Kepala DP3AP2KB PPU, Chairur Rozikin, menjelaskan pentingnya pelatihan ini dalam upaya mendukung terwujudnya Kabupaten Layak Anak (KLA). Ia menegaskan bahwa KHA adalah salah satu indikator penting dalam evaluasi KLA, di mana kabupaten/kota harus memiliki sistem pembangunan yang menjamin perlindungan dan hak-hak anak.

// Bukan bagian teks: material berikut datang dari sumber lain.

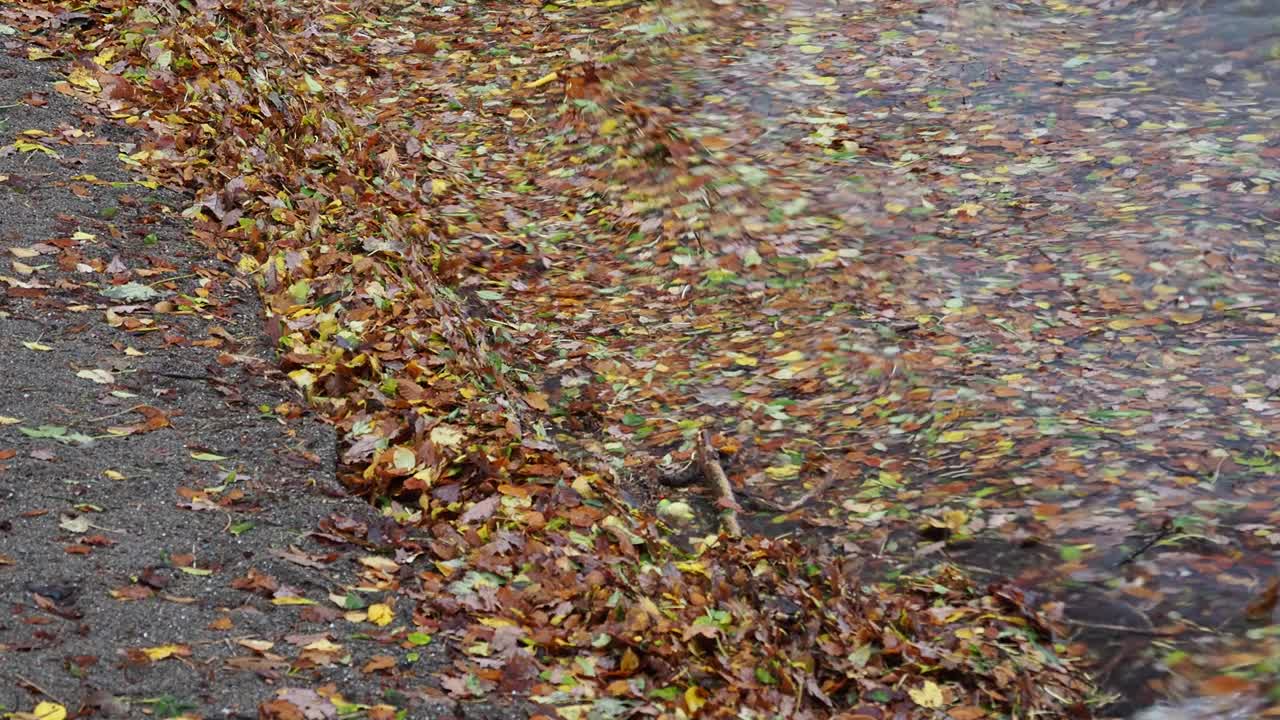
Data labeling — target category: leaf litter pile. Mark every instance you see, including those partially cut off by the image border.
[6,0,1280,719]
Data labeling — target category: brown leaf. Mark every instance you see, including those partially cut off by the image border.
[1244,577,1280,620]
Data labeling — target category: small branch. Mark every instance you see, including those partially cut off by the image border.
[748,470,836,512]
[698,430,742,538]
[1116,518,1174,568]
[1066,618,1181,638]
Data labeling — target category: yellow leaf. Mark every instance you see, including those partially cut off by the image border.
[525,70,559,90]
[676,560,712,578]
[67,67,102,92]
[800,73,836,87]
[906,680,947,710]
[289,368,316,388]
[764,465,800,480]
[142,644,188,662]
[31,701,67,720]
[685,685,707,712]
[431,425,466,447]
[369,602,396,625]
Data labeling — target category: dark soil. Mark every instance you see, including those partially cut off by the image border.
[0,47,512,717]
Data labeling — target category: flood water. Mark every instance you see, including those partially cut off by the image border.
[573,0,1280,712]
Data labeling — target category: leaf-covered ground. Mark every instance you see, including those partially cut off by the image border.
[3,0,1277,717]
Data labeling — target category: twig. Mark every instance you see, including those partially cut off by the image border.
[1116,518,1174,568]
[698,430,742,538]
[749,469,836,512]
[1065,618,1181,638]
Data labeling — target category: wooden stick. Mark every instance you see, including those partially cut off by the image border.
[698,430,742,538]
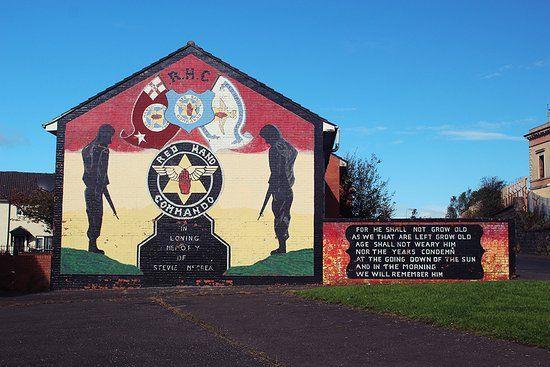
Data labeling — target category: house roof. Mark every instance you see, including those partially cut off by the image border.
[0,171,54,201]
[523,122,550,140]
[42,41,337,135]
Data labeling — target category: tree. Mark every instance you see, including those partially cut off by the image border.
[446,177,504,218]
[9,189,53,231]
[445,196,458,219]
[340,153,395,220]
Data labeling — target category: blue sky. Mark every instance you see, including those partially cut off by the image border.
[0,0,550,216]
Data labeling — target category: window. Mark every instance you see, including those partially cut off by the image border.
[34,236,52,251]
[34,237,44,251]
[44,236,52,251]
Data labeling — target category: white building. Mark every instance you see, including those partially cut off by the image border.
[0,172,54,254]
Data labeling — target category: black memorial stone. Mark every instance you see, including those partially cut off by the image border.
[346,224,484,279]
[138,214,233,280]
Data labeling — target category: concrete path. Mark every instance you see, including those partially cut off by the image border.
[0,287,550,366]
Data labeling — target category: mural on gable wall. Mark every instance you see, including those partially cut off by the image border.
[61,55,314,278]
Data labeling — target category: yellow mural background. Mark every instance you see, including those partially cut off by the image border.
[61,149,314,266]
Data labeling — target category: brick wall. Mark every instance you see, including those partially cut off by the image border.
[0,254,52,292]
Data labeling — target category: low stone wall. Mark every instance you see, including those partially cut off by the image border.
[0,254,52,292]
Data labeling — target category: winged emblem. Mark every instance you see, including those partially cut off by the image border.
[153,166,218,195]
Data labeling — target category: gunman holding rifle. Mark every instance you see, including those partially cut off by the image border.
[258,125,298,255]
[82,124,118,254]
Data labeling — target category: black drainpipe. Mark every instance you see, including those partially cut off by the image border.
[6,202,11,252]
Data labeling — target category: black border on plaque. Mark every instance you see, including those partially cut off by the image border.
[323,218,516,279]
[45,42,334,289]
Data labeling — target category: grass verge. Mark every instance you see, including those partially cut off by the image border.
[297,281,550,349]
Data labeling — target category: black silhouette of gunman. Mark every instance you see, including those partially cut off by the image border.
[258,125,298,255]
[82,124,118,254]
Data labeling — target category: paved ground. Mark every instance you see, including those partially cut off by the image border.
[0,287,550,366]
[516,255,550,280]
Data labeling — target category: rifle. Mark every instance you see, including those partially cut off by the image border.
[103,186,120,220]
[256,185,272,220]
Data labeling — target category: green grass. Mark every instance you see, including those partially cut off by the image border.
[225,249,313,276]
[297,281,550,349]
[61,247,143,275]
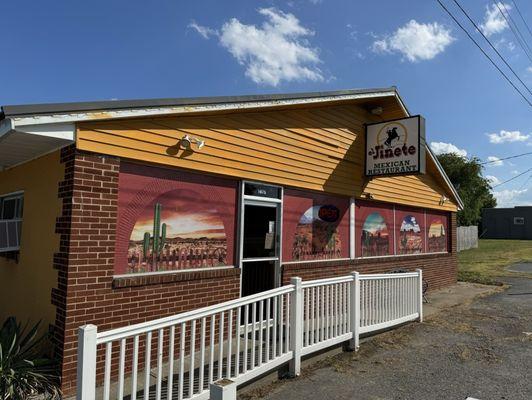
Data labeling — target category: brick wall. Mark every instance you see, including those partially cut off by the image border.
[52,147,240,396]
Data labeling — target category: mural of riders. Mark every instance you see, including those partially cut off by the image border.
[292,205,342,260]
[355,201,393,257]
[397,215,424,254]
[282,189,349,261]
[128,192,227,272]
[427,214,448,253]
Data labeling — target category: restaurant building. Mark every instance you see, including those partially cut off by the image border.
[0,87,462,395]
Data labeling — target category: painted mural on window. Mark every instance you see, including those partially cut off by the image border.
[282,189,349,261]
[115,162,238,275]
[397,215,423,254]
[128,190,227,272]
[360,211,390,257]
[292,204,342,260]
[427,216,448,253]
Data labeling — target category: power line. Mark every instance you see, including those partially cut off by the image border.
[493,0,532,61]
[501,2,532,53]
[480,151,532,165]
[512,0,532,37]
[491,168,532,189]
[517,174,532,190]
[436,0,532,107]
[453,0,532,95]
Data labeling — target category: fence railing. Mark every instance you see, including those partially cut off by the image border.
[77,270,423,400]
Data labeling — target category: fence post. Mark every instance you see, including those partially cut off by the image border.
[289,277,304,377]
[76,324,98,400]
[416,268,423,322]
[209,379,236,400]
[349,271,360,351]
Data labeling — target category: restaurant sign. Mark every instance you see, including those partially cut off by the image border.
[365,115,426,176]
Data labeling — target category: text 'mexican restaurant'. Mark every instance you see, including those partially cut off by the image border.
[0,87,462,395]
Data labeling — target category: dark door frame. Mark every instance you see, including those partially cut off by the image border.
[237,181,284,297]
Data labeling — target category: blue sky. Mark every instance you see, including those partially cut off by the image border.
[0,0,532,205]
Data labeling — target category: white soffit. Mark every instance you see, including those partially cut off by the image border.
[0,118,75,169]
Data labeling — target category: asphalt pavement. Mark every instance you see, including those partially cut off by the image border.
[242,278,532,400]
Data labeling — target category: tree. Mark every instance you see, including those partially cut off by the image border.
[438,153,497,226]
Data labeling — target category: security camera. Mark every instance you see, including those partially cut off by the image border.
[179,135,192,150]
[179,135,205,150]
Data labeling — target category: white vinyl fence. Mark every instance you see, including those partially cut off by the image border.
[77,270,423,400]
[456,226,478,251]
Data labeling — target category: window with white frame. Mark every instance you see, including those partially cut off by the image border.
[0,192,24,255]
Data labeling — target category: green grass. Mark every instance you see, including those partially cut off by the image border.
[458,239,532,285]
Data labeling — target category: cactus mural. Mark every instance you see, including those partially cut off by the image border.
[143,203,166,270]
[127,190,228,273]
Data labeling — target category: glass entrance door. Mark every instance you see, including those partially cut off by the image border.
[241,183,281,296]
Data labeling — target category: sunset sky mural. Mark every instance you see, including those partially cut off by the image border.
[429,219,445,237]
[362,212,388,236]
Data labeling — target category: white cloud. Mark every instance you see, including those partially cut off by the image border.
[493,189,531,207]
[188,20,218,39]
[487,156,504,167]
[372,20,455,62]
[486,130,530,144]
[430,142,467,157]
[480,2,511,36]
[220,8,324,86]
[486,175,501,186]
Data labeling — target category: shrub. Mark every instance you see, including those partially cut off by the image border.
[0,317,60,400]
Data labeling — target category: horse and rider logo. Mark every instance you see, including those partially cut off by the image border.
[368,122,408,156]
[384,126,400,147]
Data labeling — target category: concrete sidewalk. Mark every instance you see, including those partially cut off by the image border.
[239,278,532,400]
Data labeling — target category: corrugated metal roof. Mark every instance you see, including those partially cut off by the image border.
[0,86,399,119]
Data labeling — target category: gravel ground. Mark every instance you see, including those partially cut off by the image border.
[241,278,532,400]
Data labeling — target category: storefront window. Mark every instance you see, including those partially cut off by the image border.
[395,207,425,254]
[116,164,237,274]
[427,211,449,253]
[283,190,349,261]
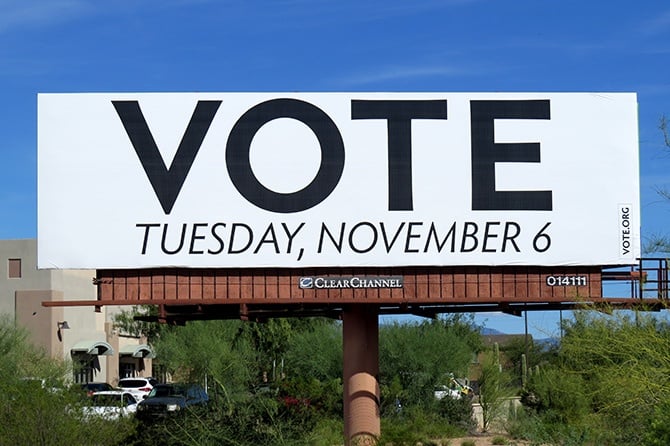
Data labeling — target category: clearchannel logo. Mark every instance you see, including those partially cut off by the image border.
[298,276,403,290]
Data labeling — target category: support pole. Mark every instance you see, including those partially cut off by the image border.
[342,305,381,446]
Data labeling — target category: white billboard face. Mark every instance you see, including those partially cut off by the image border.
[38,93,640,269]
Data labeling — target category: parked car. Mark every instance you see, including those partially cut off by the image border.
[81,383,114,396]
[118,378,158,401]
[137,383,209,421]
[82,390,138,420]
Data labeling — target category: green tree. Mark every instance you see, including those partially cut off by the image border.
[0,317,135,446]
[379,315,481,407]
[479,349,514,431]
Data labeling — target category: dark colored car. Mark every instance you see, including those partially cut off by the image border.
[81,383,114,396]
[136,383,209,421]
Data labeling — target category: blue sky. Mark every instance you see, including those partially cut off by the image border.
[0,0,670,332]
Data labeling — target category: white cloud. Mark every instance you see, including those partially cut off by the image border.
[0,0,94,33]
[338,65,463,86]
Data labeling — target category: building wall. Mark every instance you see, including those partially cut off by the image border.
[0,239,151,384]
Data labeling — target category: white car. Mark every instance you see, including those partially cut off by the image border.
[116,378,158,402]
[82,390,139,420]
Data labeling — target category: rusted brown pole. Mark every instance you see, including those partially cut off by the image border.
[342,305,381,446]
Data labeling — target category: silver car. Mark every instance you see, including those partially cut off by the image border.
[82,390,139,420]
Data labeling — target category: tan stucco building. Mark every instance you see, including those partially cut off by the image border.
[0,239,154,385]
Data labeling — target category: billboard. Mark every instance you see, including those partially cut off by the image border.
[38,93,640,269]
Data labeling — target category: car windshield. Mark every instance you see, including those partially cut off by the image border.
[119,379,147,389]
[91,395,122,407]
[149,386,186,398]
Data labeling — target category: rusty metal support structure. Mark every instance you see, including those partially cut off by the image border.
[342,305,381,446]
[42,259,670,445]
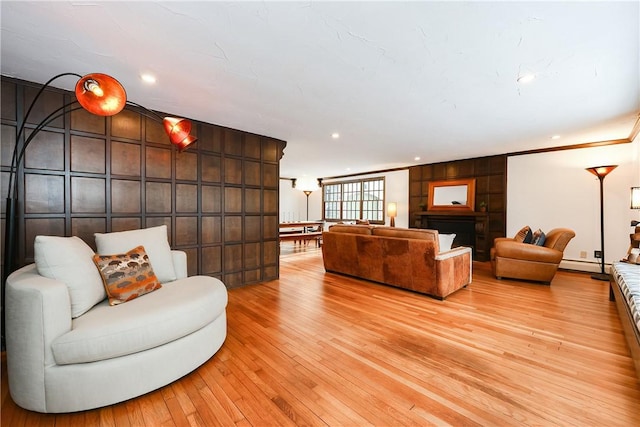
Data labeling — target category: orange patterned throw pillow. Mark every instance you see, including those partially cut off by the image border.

“Pelatihan Konvensi Hak Anak ini menjadi tolok ukur penting untuk evaluasi KLA. Dengan adanya sistem pembangunan yang menjamin hak-hak dan perlindungan anak, kami berharap Kabupaten PPU semakin berkomitmen dalam mewujudkan lingkungan yang layak bagi tumbuh kembang anak,” jelas Chairur.
Chairur juga menyampaikan bahwa pemenuhan hak anak dan perlindungan khusus bagi mereka adalah tanggung jawab bersama seluruh elemen masyarakat. “Anak-anak adalah masa depan bangsa dan pewaris estafet pembangunan. Karena itu, kita wajib memastikan semua hak mereka terpenuhi dengan baik,” tambahnya.
Lebih lanjut, Chairur menekankan bahwa DP3AP2KB akan terus bersinergi dengan seluruh Satuan Kerja Perangkat Daerah (SKPD) dan instansi terkait untuk mencapai predikat yang lebih tinggi dalam kategori Kabupaten Layak Anak. Sebelumnya, Kabupaten PPU telah meraih Penghargaan KLA dengan predikat Pratama selama empat tahun berturut-turut dan berhasil naik ke predikat Madya pada tahun 2023.
“Dengan pelatihan ini, kami berharap prestasi Kabupaten PPU semakin meningkat, dan di tahun mendatang kami menargetkan untuk meraih predikat Nindya,” tutup Chairur Rozikin.
Melalui pelatihan ini, DP3AP2KB Kabupaten PPU berharap dapat memberikan kontribusi signifikan dalam menciptakan lingkungan yang aman dan mendukung pemenuhan hak-hak anak sebagai generasi penerus bangsa.